Research community can go on Facebook AI's NYC conversation tour

Credit: FB

Jason Weston, with doctorate in machine learning at University of London and Douwe Kiela, with doctorate from the University of Cambridge with thesis on grounding semantics in perceptual modalities, are research scientists at Facebook Research and have introduced the world to their formidable team's Talk the Walk.

Talk the Walk is an eye-opener for scientists interested in doing more for AI as a conversation agent. These days, they do not just gloat over voice assistants telling people when the concert starts or if it will rain. Scientists are exploring goal-directed dialogues.

How easy does that sound? Don't kid yourselves. Trying to get there is hard.

Fast Company turned to Kiela for reasons why the tourist guide effort has research weight. "This task is very important for AI research because it's very hard," Kiela says, "and because it combines all these interesting problems—three-hundred-sixty visual perception, map-based navigation, visual reasoning, and communications via dialogue."

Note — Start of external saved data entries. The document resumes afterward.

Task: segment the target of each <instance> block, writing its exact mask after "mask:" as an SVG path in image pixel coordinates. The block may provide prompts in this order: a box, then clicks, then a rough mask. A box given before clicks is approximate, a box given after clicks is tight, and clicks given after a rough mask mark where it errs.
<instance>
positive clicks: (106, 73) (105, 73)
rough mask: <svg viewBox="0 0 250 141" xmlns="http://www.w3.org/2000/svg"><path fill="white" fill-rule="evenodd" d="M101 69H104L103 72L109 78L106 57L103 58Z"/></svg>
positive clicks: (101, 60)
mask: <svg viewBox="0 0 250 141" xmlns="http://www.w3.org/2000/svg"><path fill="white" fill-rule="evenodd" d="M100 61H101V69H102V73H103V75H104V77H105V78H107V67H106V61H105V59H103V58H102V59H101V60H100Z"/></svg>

They made the point, first off, that natural language is understandable to most people "without requiring extra steps or knowledge to decipher its meaning." Toward that end, Facebook's AI research group, FAIR, are hooked on a certain strategy for AI to show human-level language understanding.

That strategy, they wrote, "is to train those systems in a more natural way, by tying language to specific environments. Just as babies first learn to name what they can see and touch, this approach—sometimes referred to as embodied AI—favors learning in the context of a system's surroundings, rather than training through large data sets of text (like Wikipedia)."

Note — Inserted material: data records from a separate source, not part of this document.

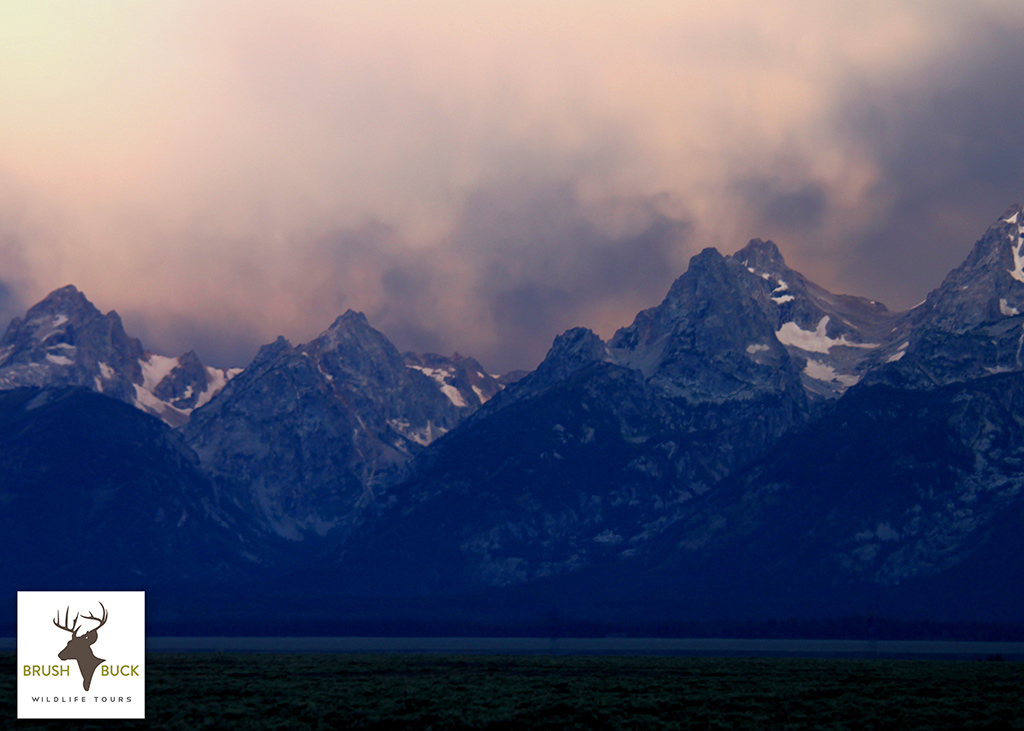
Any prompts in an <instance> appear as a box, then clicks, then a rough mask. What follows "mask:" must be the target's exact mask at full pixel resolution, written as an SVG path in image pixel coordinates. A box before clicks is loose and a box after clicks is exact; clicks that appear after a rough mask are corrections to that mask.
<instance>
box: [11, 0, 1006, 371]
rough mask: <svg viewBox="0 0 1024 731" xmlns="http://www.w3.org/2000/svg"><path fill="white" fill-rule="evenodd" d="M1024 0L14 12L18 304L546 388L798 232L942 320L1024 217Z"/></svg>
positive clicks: (822, 284) (14, 158) (12, 278)
mask: <svg viewBox="0 0 1024 731" xmlns="http://www.w3.org/2000/svg"><path fill="white" fill-rule="evenodd" d="M1022 80H1024V3H1020V2H1019V1H1018V0H1006V1H1001V2H995V1H992V2H983V1H982V2H970V3H968V2H958V1H955V2H954V1H952V0H946V1H942V0H931V1H924V0H921V1H918V0H885V1H879V2H876V1H871V0H861V1H859V2H819V1H818V0H791V1H769V2H763V1H753V0H752V1H745V0H744V1H739V0H731V1H730V0H725V1H720V2H715V3H708V2H702V1H699V2H690V1H686V0H683V1H681V0H674V1H672V2H660V1H656V0H650V1H647V2H644V1H643V0H637V1H632V2H625V1H614V2H613V1H611V0H547V1H545V2H541V1H535V0H515V1H514V2H512V1H508V2H507V1H505V0H495V1H492V2H479V1H478V0H477V1H470V0H466V1H449V2H445V1H443V0H441V1H438V2H429V3H425V2H413V1H408V2H402V1H397V2H375V3H366V2H343V1H339V2H302V3H286V2H280V1H279V2H266V1H260V0H245V1H242V0H239V1H237V2H228V1H226V0H206V1H199V0H196V1H189V0H175V2H159V3H158V2H143V1H140V0H126V1H124V2H89V3H83V2H71V1H68V2H11V3H3V4H0V104H2V106H0V316H3V317H4V318H9V317H11V316H13V315H15V314H19V313H20V312H22V311H24V309H25V308H26V307H27V306H29V305H31V304H32V303H34V302H35V301H37V300H39V299H40V298H42V297H43V296H44V295H45V294H46V293H47V292H49V291H50V290H53V289H55V288H57V287H60V286H62V285H66V284H75V285H76V286H78V287H79V289H81V290H82V291H83V292H85V293H86V295H87V296H88V297H89V298H90V299H91V300H92V301H93V302H95V303H96V305H97V306H98V307H100V308H101V309H103V310H104V311H105V310H109V309H117V310H118V311H119V312H120V313H121V314H122V316H123V318H124V319H125V324H126V328H127V329H128V330H129V332H131V333H132V334H134V335H137V336H139V337H141V338H142V340H143V343H144V344H145V345H146V346H147V347H150V348H152V349H154V350H157V351H159V352H164V353H168V354H177V353H179V352H182V351H184V350H187V349H191V348H195V349H196V350H197V351H198V352H199V354H200V356H201V357H202V358H203V359H204V360H205V361H207V362H209V363H211V364H218V365H244V364H245V363H246V362H248V360H249V358H251V357H252V355H253V354H254V353H255V350H256V348H257V347H258V346H259V345H260V344H262V343H265V342H269V341H271V340H272V339H273V338H274V337H276V336H278V335H285V336H286V337H288V338H289V339H291V340H292V341H293V342H303V341H306V340H308V339H310V338H312V337H314V336H315V335H316V333H318V332H319V331H322V330H324V329H325V328H327V327H328V326H329V325H330V324H331V321H332V320H333V319H334V318H335V316H337V315H338V314H340V313H341V312H342V311H344V310H345V309H346V308H352V309H357V310H361V311H364V312H366V313H367V315H368V317H369V318H370V321H371V324H373V325H374V326H375V327H376V328H378V329H379V330H381V331H383V332H384V333H385V334H386V335H388V336H389V337H390V338H391V339H392V340H393V341H394V342H395V343H396V344H397V345H398V346H399V347H400V348H403V349H407V348H408V349H414V350H419V351H424V350H433V351H438V352H443V353H451V352H452V351H454V350H458V351H460V352H462V353H466V354H472V355H474V356H476V357H477V358H478V359H480V360H481V361H482V362H483V363H484V365H486V367H487V368H488V369H489V370H492V371H494V372H501V371H507V370H510V369H516V368H532V367H534V365H536V364H537V362H538V361H539V360H540V359H541V357H543V355H544V352H545V351H546V350H547V348H548V347H549V345H550V343H551V340H552V338H553V337H554V336H555V335H557V334H558V333H560V332H562V331H563V330H565V329H567V328H569V327H573V326H586V327H590V328H592V329H594V330H595V331H597V332H598V333H599V334H600V335H602V336H604V337H608V336H610V335H611V333H613V332H614V330H615V329H616V328H618V327H622V326H625V325H628V324H629V322H630V321H632V318H633V316H634V315H635V314H636V312H637V311H638V310H639V309H641V308H643V307H647V306H651V305H653V304H656V303H657V302H658V301H660V299H662V298H663V297H664V295H665V292H666V291H667V290H668V288H669V286H670V284H671V283H672V281H673V279H674V278H675V277H676V276H677V275H679V274H680V273H682V271H683V270H684V269H685V268H686V262H687V260H688V258H689V257H690V256H692V255H693V254H694V253H696V252H697V251H699V250H700V249H702V248H703V247H707V246H715V247H717V248H718V249H719V250H720V251H722V252H723V253H731V252H733V251H735V250H736V249H738V248H740V247H741V246H742V245H743V244H745V242H746V241H748V240H749V239H751V238H753V236H760V238H763V239H772V240H774V241H775V242H776V243H777V244H778V245H779V247H780V249H781V250H782V252H783V254H784V255H785V256H786V259H787V261H788V262H790V264H791V266H794V267H795V268H799V269H801V270H803V271H804V272H805V273H806V274H808V275H809V276H811V278H813V279H815V281H817V282H819V283H820V284H822V285H824V286H826V287H828V288H829V289H833V290H836V291H841V292H849V293H853V294H863V295H865V296H869V297H873V298H876V299H880V300H881V301H883V302H886V303H887V304H888V305H889V306H890V307H892V308H894V309H901V308H906V307H909V306H912V305H913V304H915V303H916V302H918V301H920V300H922V299H923V298H924V296H925V295H926V294H927V292H928V290H930V289H932V288H933V287H936V286H938V284H939V282H940V281H941V278H942V276H943V275H944V274H945V273H946V271H948V269H950V268H951V267H952V266H954V265H955V264H957V263H958V262H959V261H961V260H962V259H963V258H964V257H965V256H966V254H967V253H968V251H969V249H970V247H971V245H972V244H973V242H974V241H975V240H976V239H977V238H979V236H980V235H981V233H982V232H983V231H984V229H985V227H987V225H988V224H990V223H991V222H993V221H994V220H995V218H996V217H997V216H998V215H999V214H1000V213H1001V212H1002V211H1004V210H1005V209H1006V208H1007V207H1008V206H1010V205H1011V204H1014V203H1017V202H1020V201H1022V200H1024V83H1022Z"/></svg>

Enter Talk the Walk. They are teaching AI systems to navigate the streets of New York using language exchanges that sound natural between guide and tourist. Two bots have tasks. The tourist bot wants to navigate its way through 360-degree images of New York City neighborhoods. The guide bot is to help with a map of the neighborhood. The team used MASC (Masked Attention for Spatial Convolution) so that the guide bot could focus on the right place on the map.

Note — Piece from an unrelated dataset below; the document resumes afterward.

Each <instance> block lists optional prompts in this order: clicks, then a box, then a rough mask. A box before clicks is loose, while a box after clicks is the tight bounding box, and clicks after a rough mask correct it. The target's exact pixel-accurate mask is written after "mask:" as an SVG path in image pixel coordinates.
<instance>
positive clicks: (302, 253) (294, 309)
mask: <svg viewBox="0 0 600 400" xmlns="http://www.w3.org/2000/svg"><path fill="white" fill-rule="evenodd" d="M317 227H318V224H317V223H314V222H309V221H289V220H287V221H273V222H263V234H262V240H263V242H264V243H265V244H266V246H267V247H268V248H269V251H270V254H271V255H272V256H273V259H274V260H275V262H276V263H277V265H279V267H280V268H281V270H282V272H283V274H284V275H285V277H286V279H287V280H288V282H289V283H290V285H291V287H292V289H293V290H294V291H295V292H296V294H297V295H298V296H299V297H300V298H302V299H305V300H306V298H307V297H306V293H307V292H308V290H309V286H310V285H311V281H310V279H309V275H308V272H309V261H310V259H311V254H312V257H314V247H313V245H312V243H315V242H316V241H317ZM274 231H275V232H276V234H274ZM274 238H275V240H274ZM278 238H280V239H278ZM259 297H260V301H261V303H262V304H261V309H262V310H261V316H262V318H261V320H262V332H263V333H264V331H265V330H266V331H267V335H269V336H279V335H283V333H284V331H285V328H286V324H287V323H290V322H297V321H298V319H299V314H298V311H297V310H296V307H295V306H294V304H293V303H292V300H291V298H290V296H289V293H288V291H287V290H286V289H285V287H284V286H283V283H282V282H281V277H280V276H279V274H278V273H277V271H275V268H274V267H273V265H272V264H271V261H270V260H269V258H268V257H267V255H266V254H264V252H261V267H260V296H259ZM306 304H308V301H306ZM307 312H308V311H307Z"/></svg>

They said their goal is "to achieve that high degree of synthetic performance through natural language interaction, and to challenge the community to do the same."

Information for Talk the Walk is on GitHub. "Sharing this work will provide other researchers with a framework to test their own embodied AI systems, particularly with respect to dialogue."

A 360-degree camera captured 5 neighborhoods, Hell's Kitchen, East Village, Financial District, Upper East Side, and Williamsburg in Brooklyn. Daniel Terdiman in Fast Company said the guide bot used a standard 2D map with generic waypoints—"bank," "coffee shop," "deli"—to deliver its instructions on how to navigate.

The AI work involved is about perceiving a certain environment, navigating through it, and communicating about it. Lucas Matney in TechCrunch wrote that "In "Talk the Walk," the guide AI bot had all of this 2D map data and the tourist bot had all of this rich 360 visual data, but it was only through communication with each other that they were able to carry out their directives."

Tourist: Woo I found a Chipotle

Guide: Haha

Tourist: "I'm diagonal from a bank"

Guide: "Cool."

The paper discussing their work can be found on arXiv. It is titled "Talk the Walk: Navigating New York City through Grounded Dialogue," by Harm de Vries, Kurt Shuster, Dhruv Batra, Devi Parikh, Jason Weston and Douwe Kiela.

Explore further: When little robot will go through your rooms to find the orange purse

More information: Talk the Walk: Navigating New York City through Grounded Dialogue, arXiv:1807.03367 [cs.AI]

We introduce "Talk The Walk", the first large-scale dialogue dataset grounded in action and perception. The task involves two agents (a "guide" and a "tourist") that communicate via natural language in order to achieve a common goal: having the tourist navigate to a given target location. The task and dataset, which are described in detail, are challenging and their full solution is an open problem that we pose to the community. We (i) focus on the task of tourist localization and develop the novel Masked Attention for Spatial Convolutions (MASC) mechanism that allows for grounding tourist utterances into the guide's map, (ii) show it yields significant improvements for both emergent and natural language communication, and (iii) using this method, we establish non-trivial baselines on the full task.